Tra l’altro, dopo un anno dall’inizio della sperimentazione, le bare utilizzate per la sepoltura aerata presentavano delle crepe, molto probabilmente dovute all’attività delle carcasse in decomposizione, che probabilmente hanno facilitato la colonizzazione da parte delle larve di M. scalaris.
L’attitudine di questa specie a tollerare l’oscurità, unita alla sua capacità di scavare, induce una colonizzazione cadaverica di popolazioni estremamente grandi di insetti. Si è anche osservata una contaminazione post-estumulazione nelle bare che sono state aperte.
La maggior parte degli insetti, arrivati in questo momento, sono risultati appartenere ai necrofagi delle carcasse esposte, in presenza di tessuti completamente asciutti; mentre altri potevano essere iscritti alla categoria di parassiti dei prodotti conservati, più attratti dal legno, dai tessuti e dai resti degli insetti pionieri associati agli scheletri.

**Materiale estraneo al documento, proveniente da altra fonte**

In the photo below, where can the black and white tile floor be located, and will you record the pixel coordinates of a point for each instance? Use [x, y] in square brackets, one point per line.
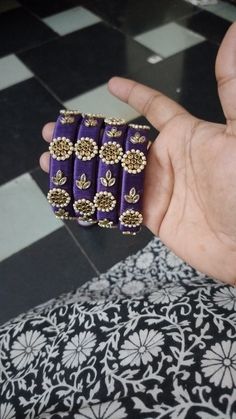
[61, 53]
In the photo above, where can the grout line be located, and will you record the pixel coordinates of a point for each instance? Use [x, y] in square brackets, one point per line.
[82, 250]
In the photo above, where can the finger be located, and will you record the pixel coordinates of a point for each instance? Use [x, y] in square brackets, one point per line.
[47, 131]
[226, 76]
[44, 162]
[156, 107]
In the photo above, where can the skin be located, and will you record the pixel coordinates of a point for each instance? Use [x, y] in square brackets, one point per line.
[190, 179]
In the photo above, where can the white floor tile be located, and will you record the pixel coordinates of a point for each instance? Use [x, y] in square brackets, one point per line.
[71, 20]
[99, 100]
[25, 217]
[222, 9]
[169, 39]
[12, 71]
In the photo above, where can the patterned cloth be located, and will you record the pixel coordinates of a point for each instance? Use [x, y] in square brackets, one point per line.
[151, 338]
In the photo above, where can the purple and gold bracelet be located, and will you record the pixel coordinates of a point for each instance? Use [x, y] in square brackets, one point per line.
[85, 167]
[109, 169]
[97, 170]
[61, 150]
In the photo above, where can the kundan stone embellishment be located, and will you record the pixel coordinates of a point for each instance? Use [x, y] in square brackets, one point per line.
[83, 182]
[58, 197]
[104, 201]
[108, 180]
[133, 161]
[111, 152]
[97, 170]
[86, 148]
[61, 148]
[137, 138]
[131, 218]
[84, 206]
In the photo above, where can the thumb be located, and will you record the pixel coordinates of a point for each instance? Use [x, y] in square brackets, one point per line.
[226, 76]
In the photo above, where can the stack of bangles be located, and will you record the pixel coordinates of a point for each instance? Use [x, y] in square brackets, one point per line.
[97, 170]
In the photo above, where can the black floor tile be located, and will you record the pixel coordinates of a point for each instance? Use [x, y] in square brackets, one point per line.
[42, 271]
[212, 27]
[20, 30]
[44, 8]
[187, 77]
[85, 59]
[103, 246]
[25, 108]
[136, 16]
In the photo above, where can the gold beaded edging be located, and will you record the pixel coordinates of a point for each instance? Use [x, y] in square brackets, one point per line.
[111, 152]
[114, 121]
[131, 218]
[105, 223]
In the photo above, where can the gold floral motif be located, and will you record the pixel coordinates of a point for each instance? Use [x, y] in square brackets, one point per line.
[131, 218]
[106, 223]
[108, 180]
[61, 148]
[113, 133]
[104, 201]
[86, 148]
[62, 214]
[69, 112]
[59, 179]
[133, 161]
[114, 121]
[90, 122]
[83, 182]
[129, 233]
[136, 126]
[84, 206]
[137, 138]
[111, 152]
[132, 197]
[58, 197]
[87, 219]
[67, 119]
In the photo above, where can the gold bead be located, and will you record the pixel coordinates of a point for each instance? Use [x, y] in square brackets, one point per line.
[86, 148]
[84, 206]
[61, 148]
[104, 201]
[58, 197]
[131, 218]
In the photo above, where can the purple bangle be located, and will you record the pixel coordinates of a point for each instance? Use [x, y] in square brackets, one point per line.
[60, 194]
[85, 166]
[133, 164]
[106, 199]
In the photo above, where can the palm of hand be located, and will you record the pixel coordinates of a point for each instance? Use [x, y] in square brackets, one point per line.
[190, 179]
[190, 194]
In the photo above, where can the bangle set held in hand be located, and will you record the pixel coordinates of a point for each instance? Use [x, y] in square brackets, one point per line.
[97, 170]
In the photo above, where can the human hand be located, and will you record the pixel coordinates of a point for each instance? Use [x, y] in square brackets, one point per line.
[190, 180]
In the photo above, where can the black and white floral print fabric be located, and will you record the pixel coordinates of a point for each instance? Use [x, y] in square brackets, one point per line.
[151, 338]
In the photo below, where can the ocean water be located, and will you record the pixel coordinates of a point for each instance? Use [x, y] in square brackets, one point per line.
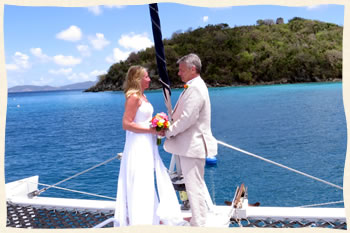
[58, 134]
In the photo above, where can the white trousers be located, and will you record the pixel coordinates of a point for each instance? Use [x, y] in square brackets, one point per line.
[193, 172]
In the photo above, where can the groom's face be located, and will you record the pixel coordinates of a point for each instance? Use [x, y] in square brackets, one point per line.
[185, 72]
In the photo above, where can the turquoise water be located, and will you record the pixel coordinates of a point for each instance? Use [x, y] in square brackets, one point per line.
[58, 134]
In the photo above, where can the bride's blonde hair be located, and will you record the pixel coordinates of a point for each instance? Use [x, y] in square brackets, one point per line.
[132, 83]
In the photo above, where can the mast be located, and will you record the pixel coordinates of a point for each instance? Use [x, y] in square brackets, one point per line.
[160, 56]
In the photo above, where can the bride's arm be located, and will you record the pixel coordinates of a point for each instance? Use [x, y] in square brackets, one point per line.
[131, 105]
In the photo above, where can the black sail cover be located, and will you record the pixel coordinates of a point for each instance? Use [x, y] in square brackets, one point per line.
[160, 56]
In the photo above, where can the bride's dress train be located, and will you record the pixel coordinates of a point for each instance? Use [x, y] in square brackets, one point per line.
[137, 199]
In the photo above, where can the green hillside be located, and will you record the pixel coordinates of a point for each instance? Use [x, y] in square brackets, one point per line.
[267, 53]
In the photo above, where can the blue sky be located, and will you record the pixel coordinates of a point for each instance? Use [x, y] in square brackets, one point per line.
[63, 45]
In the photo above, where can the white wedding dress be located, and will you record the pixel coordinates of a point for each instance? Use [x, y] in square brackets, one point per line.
[137, 199]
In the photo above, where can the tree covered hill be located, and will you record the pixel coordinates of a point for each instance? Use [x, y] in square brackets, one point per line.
[267, 53]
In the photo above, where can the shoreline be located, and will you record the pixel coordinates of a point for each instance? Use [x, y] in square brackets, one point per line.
[180, 87]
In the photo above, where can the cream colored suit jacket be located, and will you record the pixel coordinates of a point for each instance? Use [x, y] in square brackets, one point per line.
[189, 133]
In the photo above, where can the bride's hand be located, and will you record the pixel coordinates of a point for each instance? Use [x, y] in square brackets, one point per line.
[161, 133]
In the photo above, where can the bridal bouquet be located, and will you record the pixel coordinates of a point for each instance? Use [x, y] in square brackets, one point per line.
[160, 121]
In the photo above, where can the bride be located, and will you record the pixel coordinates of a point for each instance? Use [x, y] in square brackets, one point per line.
[138, 199]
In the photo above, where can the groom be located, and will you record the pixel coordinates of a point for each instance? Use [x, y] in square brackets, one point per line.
[190, 136]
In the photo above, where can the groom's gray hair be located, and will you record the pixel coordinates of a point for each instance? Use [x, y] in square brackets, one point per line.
[191, 60]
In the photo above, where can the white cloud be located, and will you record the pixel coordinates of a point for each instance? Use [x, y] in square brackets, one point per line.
[61, 71]
[99, 41]
[117, 56]
[66, 60]
[96, 73]
[37, 52]
[84, 50]
[315, 7]
[12, 67]
[73, 33]
[115, 6]
[83, 77]
[205, 18]
[20, 62]
[135, 42]
[96, 10]
[42, 81]
[21, 59]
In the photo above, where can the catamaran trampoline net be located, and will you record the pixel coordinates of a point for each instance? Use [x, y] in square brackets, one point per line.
[30, 217]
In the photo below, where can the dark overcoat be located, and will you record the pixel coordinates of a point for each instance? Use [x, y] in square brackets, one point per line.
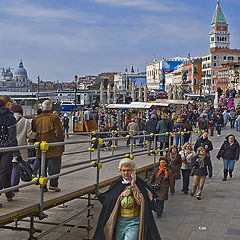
[175, 165]
[109, 199]
[164, 125]
[166, 184]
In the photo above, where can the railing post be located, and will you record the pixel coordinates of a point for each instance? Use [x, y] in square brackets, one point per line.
[98, 170]
[90, 145]
[131, 144]
[155, 149]
[43, 174]
[42, 180]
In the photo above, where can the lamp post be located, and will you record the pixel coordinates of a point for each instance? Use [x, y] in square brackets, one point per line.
[75, 86]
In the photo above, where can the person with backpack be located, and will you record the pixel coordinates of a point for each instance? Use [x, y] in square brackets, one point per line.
[24, 132]
[229, 152]
[161, 181]
[7, 139]
[65, 122]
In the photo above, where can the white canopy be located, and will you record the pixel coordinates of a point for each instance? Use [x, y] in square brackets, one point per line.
[136, 105]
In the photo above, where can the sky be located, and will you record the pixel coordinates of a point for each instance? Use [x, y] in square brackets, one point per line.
[57, 39]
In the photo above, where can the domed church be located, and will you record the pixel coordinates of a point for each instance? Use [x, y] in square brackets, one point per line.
[17, 82]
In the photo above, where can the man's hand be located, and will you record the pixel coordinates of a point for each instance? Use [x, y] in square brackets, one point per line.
[126, 193]
[134, 177]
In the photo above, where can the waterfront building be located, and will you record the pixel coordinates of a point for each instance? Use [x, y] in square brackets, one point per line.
[156, 71]
[220, 52]
[17, 82]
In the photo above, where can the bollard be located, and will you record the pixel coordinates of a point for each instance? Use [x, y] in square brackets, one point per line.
[155, 149]
[90, 152]
[44, 147]
[98, 170]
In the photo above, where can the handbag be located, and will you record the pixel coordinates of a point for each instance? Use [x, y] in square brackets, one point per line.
[156, 186]
[25, 170]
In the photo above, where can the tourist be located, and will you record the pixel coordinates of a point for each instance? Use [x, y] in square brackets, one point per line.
[187, 155]
[238, 123]
[49, 128]
[219, 123]
[164, 125]
[65, 122]
[204, 142]
[24, 132]
[151, 126]
[212, 123]
[232, 117]
[229, 152]
[187, 129]
[122, 221]
[203, 123]
[7, 139]
[177, 130]
[133, 127]
[162, 179]
[201, 167]
[174, 162]
[225, 115]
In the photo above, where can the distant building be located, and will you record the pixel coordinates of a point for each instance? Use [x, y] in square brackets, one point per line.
[192, 75]
[219, 50]
[17, 82]
[156, 70]
[124, 81]
[227, 76]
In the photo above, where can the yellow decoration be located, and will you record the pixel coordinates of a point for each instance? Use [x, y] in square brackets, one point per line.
[36, 144]
[100, 142]
[131, 156]
[44, 146]
[43, 181]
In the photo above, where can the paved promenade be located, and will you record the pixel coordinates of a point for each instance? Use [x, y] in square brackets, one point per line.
[216, 216]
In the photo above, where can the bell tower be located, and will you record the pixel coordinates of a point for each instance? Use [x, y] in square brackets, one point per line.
[219, 35]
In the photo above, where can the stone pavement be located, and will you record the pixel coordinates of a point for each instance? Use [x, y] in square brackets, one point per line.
[216, 216]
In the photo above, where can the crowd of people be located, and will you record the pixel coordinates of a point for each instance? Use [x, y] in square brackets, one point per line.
[129, 202]
[16, 130]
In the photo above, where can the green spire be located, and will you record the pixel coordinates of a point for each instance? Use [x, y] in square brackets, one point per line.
[219, 15]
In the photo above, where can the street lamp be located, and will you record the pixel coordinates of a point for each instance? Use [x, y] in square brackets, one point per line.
[75, 86]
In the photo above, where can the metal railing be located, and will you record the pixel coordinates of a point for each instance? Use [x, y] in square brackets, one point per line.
[94, 141]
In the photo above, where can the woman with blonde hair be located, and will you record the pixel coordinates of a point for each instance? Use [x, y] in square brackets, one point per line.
[187, 155]
[201, 167]
[127, 208]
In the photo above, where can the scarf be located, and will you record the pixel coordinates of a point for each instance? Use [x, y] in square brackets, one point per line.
[202, 157]
[163, 169]
[126, 182]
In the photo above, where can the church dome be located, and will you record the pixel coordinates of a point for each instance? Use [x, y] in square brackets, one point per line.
[21, 70]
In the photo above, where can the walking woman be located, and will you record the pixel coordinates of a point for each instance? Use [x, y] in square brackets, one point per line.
[7, 139]
[24, 132]
[162, 179]
[187, 155]
[174, 162]
[201, 167]
[229, 152]
[127, 208]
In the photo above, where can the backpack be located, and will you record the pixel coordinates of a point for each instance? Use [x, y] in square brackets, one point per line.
[4, 134]
[25, 170]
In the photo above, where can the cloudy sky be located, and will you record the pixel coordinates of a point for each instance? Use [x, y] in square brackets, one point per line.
[57, 39]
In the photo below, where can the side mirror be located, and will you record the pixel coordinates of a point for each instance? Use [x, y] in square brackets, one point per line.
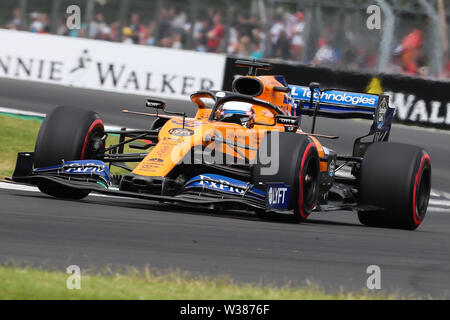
[314, 85]
[155, 103]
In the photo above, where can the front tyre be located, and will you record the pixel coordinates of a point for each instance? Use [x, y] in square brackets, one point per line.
[298, 167]
[67, 133]
[396, 177]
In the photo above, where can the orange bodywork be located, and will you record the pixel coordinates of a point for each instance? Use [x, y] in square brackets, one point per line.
[173, 147]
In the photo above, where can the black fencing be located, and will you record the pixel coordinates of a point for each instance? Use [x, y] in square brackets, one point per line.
[418, 101]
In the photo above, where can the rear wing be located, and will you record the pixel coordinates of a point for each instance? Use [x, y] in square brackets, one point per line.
[341, 104]
[336, 103]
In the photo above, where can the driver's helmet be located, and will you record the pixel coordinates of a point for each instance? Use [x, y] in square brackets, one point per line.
[237, 111]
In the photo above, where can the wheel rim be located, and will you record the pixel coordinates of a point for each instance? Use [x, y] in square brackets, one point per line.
[423, 194]
[94, 145]
[310, 183]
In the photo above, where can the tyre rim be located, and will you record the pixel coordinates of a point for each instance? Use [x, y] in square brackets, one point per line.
[423, 194]
[310, 183]
[95, 145]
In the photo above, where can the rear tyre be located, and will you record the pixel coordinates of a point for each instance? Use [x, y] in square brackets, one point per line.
[67, 133]
[298, 161]
[396, 177]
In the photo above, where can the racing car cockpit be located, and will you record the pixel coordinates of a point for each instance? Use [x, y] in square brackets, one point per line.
[238, 112]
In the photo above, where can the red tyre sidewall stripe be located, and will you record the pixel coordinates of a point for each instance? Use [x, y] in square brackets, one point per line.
[416, 218]
[86, 139]
[300, 183]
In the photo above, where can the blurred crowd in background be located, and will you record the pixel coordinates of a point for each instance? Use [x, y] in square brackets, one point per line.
[338, 41]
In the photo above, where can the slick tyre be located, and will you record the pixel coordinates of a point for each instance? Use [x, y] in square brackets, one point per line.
[298, 167]
[396, 177]
[67, 133]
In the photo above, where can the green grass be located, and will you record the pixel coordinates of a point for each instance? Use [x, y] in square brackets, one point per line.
[28, 283]
[19, 134]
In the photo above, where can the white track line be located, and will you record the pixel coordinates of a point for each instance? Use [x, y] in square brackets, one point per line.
[42, 115]
[23, 187]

In sintesi, quindi, la sperimentazione ha confermato che nei corpi sepolti in ambiente stagno, con la bara collocata all’interno di un loculo sigillato, la scheletrizzazione avviene molto più lentamente rispetto ai corpi tumulati in uno stesso ambiente, ma aerato.
In ultima analisi, il microambiente creato dalla tomba stagna favorisce una conservazione quasi indefinita del corpo. La ricerca ha confermato che maggiori condizioni di aerazione favoriscono, al contrario, una più rapida decomposizione dei corpi, sia per l’aumento della circolazione dell’aria che per la predisposizione di un ambiente consono all’entomofauna.
Entrambi questi elementi concorrono in modo significativo alla progressiva degradazione, in un tempo più ridotto, della materia organica.
In conclusione, il sistema di sepoltura aerata si propone come significativa opportunità per una nuova opzione di tumulazione più ecologica, garantendo una sostenibilità ambientale, indotta da una più igienica e rapida decomposizione dei corpi rispetto alle tecniche tradizionali per l’Italia di tumulazione stagna. Ed infine, last but not least, presenta un’indubbia valenza gestionale, nelle strategie di intervento nelle politiche cimiteriali, per la possibilità offerta di contenere le tariffe all’utenza, riducendo considerevolmente i tempi di concessione del manufatto cimiteriale.